Yeah I remember reading that article a few days ago. It's certainly looking like Rosetta is at least decent at what it does, but there's so many caveats and questions it's hard to really draw many conclusions.

I'm going to try anyway, though!

Assuming that it's legitimate and somewhat indicative of performance, assuming overhead for the Rosetta2 implementation, etc. I still think it's in line with what I'm saying - these processors aren't going to be faster than x86, apples to apples. The single-threaded performance is a dead giveaway, even accounting for the Rosetta overhead. If it was emulation we were talking about then that would be one thing, but recompiled code shouldn't be 30% slower.

I do wonder why they've disabled 4 of the 8 cores of the A12, presumably the disabled cores are the little low-power cores, maybe they just don't have a fully working OSX scheduler that can handle big.LITTLE CPU's so it's easier to just fudge a homogenous chip for now.

You could have 8 beefy full cores instead, plus with general manufacturing process improvements, etc. that could be quite the beefy chip when all is said and done, but again even accounting for all that, there's nothing that suggests Apple has suddenly beaten the likes of Intel and AMD at things like IPC. Core to Core, I just don't see Apple beating big blue or AMD any time soon.

The only thing that could possibly swing it is accounting for Rosetta's overhead (Which as I said, I doubt is that big), or Apple going for multithreaded performance with a 12 or 16 core SoC - but even still, Intel and AMD especially have gone there and beyond and I would expect 8 core CPUs to be pretty mainstream in 2 years time so again, it's not really an area I see Apple competing in.

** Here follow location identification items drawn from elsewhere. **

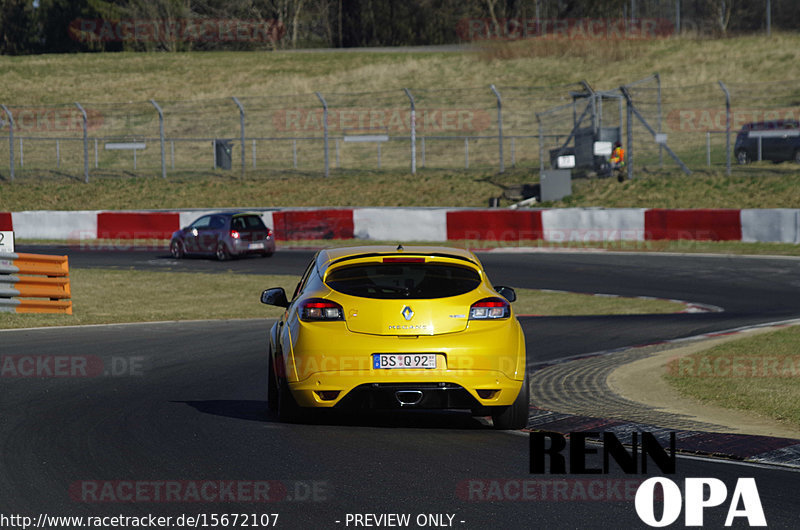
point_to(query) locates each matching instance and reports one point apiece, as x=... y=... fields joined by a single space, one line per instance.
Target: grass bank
x=756 y=374
x=774 y=187
x=103 y=296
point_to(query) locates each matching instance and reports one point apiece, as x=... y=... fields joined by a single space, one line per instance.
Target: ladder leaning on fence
x=34 y=283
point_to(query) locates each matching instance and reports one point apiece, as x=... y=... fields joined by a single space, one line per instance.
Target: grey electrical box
x=555 y=184
x=223 y=150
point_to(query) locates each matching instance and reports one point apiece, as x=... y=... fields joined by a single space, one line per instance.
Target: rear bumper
x=465 y=390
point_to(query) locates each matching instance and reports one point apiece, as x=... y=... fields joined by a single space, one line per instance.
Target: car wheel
x=514 y=416
x=742 y=157
x=177 y=250
x=272 y=386
x=222 y=253
x=288 y=410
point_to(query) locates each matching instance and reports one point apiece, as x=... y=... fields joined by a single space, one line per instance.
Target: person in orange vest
x=617 y=161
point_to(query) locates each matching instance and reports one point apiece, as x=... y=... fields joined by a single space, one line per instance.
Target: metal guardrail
x=25 y=278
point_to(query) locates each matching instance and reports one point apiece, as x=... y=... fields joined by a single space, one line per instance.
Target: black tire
x=177 y=250
x=272 y=387
x=742 y=157
x=221 y=252
x=515 y=416
x=288 y=410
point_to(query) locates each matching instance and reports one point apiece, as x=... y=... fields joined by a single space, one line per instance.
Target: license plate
x=403 y=360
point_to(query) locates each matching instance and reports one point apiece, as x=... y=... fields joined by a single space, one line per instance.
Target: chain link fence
x=490 y=128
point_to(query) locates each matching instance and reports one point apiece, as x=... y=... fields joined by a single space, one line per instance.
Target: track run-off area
x=182 y=405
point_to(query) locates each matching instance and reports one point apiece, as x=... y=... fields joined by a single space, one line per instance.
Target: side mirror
x=275 y=296
x=506 y=292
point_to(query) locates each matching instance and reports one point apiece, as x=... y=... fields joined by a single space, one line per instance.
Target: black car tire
x=272 y=386
x=742 y=157
x=516 y=415
x=288 y=410
x=177 y=250
x=222 y=253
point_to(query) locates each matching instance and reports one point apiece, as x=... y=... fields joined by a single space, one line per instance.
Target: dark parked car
x=224 y=235
x=780 y=141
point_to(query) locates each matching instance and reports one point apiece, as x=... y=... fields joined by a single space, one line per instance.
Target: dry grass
x=758 y=374
x=773 y=187
x=121 y=77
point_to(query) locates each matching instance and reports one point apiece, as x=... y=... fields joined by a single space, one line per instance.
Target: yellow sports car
x=385 y=327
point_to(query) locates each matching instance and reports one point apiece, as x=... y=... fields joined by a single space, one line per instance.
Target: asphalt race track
x=194 y=408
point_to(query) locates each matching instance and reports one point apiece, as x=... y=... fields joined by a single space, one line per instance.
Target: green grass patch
x=755 y=374
x=104 y=296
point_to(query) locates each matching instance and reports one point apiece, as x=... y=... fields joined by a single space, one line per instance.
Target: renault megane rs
x=384 y=327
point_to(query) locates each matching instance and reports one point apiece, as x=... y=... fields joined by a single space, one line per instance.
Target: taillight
x=317 y=309
x=490 y=308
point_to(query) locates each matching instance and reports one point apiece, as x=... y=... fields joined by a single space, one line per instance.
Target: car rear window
x=407 y=280
x=248 y=222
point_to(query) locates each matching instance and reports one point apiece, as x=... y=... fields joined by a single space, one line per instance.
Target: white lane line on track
x=158 y=322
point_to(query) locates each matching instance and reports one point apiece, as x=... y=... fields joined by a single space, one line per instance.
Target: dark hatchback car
x=224 y=235
x=779 y=139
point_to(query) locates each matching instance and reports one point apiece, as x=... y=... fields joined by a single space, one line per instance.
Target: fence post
x=629 y=140
x=85 y=144
x=161 y=136
x=325 y=129
x=10 y=138
x=658 y=92
x=499 y=126
x=727 y=128
x=413 y=132
x=769 y=18
x=513 y=153
x=541 y=144
x=241 y=128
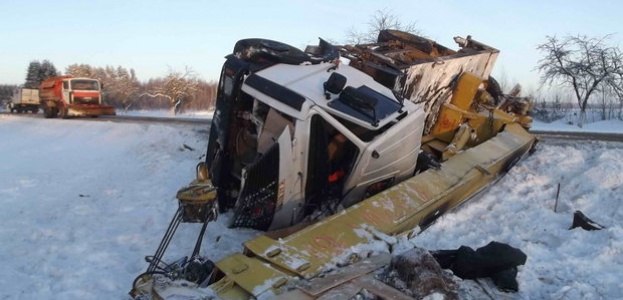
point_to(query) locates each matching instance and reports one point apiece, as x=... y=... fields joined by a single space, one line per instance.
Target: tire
x=50 y=112
x=62 y=113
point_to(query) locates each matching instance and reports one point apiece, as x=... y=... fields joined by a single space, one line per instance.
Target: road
x=543 y=135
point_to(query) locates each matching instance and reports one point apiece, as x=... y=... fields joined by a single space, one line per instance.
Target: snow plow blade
x=91 y=110
x=403 y=209
x=286 y=266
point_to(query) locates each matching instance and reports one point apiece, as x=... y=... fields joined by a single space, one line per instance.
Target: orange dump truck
x=67 y=96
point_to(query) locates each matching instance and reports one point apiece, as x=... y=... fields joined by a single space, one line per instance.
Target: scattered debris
x=184 y=146
x=417 y=274
x=496 y=260
x=582 y=221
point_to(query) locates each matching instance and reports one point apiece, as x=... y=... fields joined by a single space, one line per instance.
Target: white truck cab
x=298 y=134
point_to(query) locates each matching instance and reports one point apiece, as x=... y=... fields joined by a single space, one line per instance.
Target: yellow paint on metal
x=398 y=210
x=465 y=91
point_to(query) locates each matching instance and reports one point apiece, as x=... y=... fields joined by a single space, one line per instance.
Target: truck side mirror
x=335 y=84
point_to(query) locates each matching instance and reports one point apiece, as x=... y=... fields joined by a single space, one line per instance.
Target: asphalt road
x=543 y=135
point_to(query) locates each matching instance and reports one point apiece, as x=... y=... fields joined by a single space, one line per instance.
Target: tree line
x=586 y=68
x=178 y=90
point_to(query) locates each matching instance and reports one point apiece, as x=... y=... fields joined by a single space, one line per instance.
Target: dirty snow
x=84 y=202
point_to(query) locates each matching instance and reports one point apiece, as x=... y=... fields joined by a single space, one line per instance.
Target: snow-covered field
x=83 y=202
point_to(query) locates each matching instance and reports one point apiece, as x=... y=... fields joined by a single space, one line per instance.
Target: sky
x=86 y=238
x=155 y=36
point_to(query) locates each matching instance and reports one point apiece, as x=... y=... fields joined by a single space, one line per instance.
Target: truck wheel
x=49 y=112
x=62 y=112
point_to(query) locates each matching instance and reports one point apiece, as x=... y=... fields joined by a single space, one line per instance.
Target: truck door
x=330 y=162
x=65 y=92
x=217 y=157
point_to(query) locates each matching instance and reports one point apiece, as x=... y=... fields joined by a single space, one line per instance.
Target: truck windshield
x=85 y=85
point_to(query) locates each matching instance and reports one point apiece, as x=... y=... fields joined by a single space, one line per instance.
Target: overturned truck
x=333 y=147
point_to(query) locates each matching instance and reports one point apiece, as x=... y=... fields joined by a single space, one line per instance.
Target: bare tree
x=584 y=63
x=178 y=87
x=381 y=20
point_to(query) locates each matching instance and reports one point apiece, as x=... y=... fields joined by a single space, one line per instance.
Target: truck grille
x=255 y=206
x=86 y=100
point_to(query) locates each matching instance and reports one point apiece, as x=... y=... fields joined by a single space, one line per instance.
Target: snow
x=84 y=202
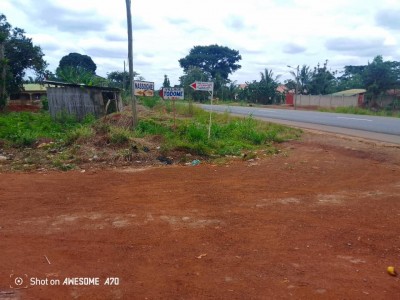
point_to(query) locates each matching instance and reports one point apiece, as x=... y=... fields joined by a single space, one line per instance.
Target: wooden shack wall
x=75 y=101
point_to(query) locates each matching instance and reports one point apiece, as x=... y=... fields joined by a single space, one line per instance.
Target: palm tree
x=268 y=76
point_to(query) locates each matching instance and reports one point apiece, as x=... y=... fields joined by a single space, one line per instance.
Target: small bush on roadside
x=80 y=134
x=119 y=136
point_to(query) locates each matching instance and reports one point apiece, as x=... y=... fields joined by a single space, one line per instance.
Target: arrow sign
x=202 y=86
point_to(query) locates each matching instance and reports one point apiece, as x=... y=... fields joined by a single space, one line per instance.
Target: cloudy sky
x=268 y=33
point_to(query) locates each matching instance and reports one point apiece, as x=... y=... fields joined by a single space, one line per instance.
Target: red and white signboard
x=202 y=86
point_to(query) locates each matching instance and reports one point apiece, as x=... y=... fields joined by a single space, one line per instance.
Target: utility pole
x=297 y=83
x=130 y=59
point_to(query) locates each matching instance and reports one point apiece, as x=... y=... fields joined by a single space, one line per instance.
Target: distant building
x=30 y=95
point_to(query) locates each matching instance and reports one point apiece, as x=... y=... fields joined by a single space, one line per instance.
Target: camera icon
x=18 y=281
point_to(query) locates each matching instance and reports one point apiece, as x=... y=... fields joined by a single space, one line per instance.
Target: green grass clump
x=80 y=134
x=119 y=136
x=229 y=135
x=362 y=111
x=23 y=129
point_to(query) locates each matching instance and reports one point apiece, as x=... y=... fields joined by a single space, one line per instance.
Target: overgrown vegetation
x=37 y=140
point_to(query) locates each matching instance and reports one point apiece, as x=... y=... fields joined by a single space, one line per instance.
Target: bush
x=119 y=136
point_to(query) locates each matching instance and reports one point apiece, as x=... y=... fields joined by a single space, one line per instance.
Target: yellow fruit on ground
x=391 y=271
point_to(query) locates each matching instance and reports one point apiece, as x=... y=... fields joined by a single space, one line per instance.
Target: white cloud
x=268 y=33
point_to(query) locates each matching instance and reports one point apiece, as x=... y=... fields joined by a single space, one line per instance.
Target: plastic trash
x=195 y=162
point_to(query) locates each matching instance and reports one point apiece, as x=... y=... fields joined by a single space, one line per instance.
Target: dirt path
x=320 y=220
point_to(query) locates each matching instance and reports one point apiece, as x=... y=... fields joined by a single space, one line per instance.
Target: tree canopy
x=212 y=59
x=17 y=54
x=77 y=60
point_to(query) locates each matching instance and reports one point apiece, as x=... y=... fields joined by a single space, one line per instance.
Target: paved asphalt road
x=379 y=128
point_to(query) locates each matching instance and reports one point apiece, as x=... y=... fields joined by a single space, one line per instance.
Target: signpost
x=143 y=88
x=173 y=94
x=208 y=87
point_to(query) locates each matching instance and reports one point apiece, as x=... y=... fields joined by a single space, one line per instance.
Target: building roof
x=34 y=87
x=103 y=88
x=352 y=92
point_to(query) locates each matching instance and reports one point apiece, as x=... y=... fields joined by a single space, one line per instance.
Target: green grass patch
x=229 y=135
x=23 y=129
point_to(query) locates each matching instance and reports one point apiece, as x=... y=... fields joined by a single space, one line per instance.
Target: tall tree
x=380 y=76
x=322 y=81
x=77 y=60
x=212 y=59
x=263 y=91
x=17 y=54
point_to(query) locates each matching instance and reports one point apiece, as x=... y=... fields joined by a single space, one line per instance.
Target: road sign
x=144 y=88
x=173 y=93
x=202 y=86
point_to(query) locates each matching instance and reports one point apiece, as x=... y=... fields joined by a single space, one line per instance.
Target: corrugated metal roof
x=104 y=88
x=34 y=87
x=352 y=92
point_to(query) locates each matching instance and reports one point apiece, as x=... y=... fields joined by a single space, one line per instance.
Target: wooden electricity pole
x=130 y=59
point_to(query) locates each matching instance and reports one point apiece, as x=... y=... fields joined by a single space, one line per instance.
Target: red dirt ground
x=320 y=220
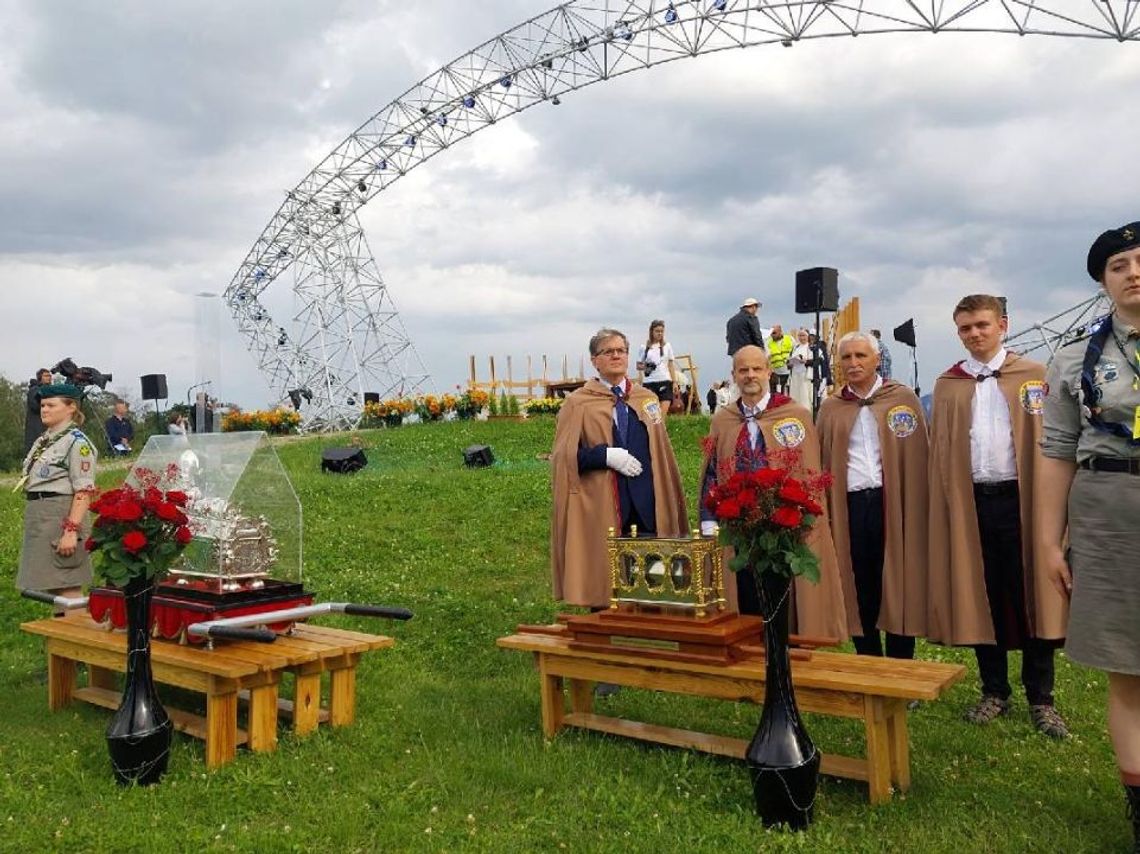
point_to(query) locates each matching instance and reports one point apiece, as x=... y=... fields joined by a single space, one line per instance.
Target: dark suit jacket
x=742 y=330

I genuinely believe Apple is doing this to give themselves more control over their ecosystem. They'll be able to make thinner, lighter devices with better battery life than the competition, they'll be able to push a universal app ecosystem that more easily allows developers to develop native apps for iOS and desktop with the same codebase (Something that others have tried and so far failed to do well), that will perform well enough but isn't going to be the top performer out there - and it doesn't need to be.